The question is in the title really.
Does topological conjugacy preserve expansiveness? That is if two topological dynamical systems $f$ and $ g$ are topologically conjugate, and $f$ is expansive, must $g$ be also expansive?
(Expansive: a topological dynamical system $f$ on a metric space $(X, d)$ is called expansive if there exists $c > 0$ such that for each $x \neq y \in X$, there exists $n \in \mathbb{N}$, so that $ $ $d\left(f^{n}(x), f^{n}(y)\right) \geq c$.)
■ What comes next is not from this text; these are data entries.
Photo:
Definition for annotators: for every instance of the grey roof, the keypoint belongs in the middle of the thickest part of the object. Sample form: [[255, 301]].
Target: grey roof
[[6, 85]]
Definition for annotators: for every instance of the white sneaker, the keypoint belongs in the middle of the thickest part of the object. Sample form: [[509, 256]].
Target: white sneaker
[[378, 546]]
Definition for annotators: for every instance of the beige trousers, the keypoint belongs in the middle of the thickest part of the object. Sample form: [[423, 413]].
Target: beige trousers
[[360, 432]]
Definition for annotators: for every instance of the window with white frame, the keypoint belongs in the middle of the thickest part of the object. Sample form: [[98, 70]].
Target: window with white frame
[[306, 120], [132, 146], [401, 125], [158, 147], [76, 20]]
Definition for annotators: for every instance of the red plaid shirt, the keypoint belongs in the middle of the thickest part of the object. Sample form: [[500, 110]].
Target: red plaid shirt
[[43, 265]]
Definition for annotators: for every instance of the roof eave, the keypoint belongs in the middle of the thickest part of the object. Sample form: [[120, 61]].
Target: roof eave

I cannot find any counterexample, so I would think yes. Is this the case? How to prove this if so?
Assume that $X$ is compact. Then this should follow relatively easily from uniform continuity of the conjugation map $h$.
If $X$ is not compact, here is a counter example: consider $f(x)=g(x)=x/2$ on $X=(0,1]$. You can consider two distances inducing the same topology on $X$, $d_1(x,y)=|x-y|$ and $d_2(x,y)=|\frac{1}{x}-\frac{1}{y}|$. The maps $f$ and $g$ (acting respectively on $(X,d_1)$ and $(X,d_2)$) are conjugated by the identity, which is a homeomorphism since $d_1$ and $d_2$ define the same topology. But $g$ is expansive on $(X,d_2)$ while $f$ is not on $(X,d_1)$.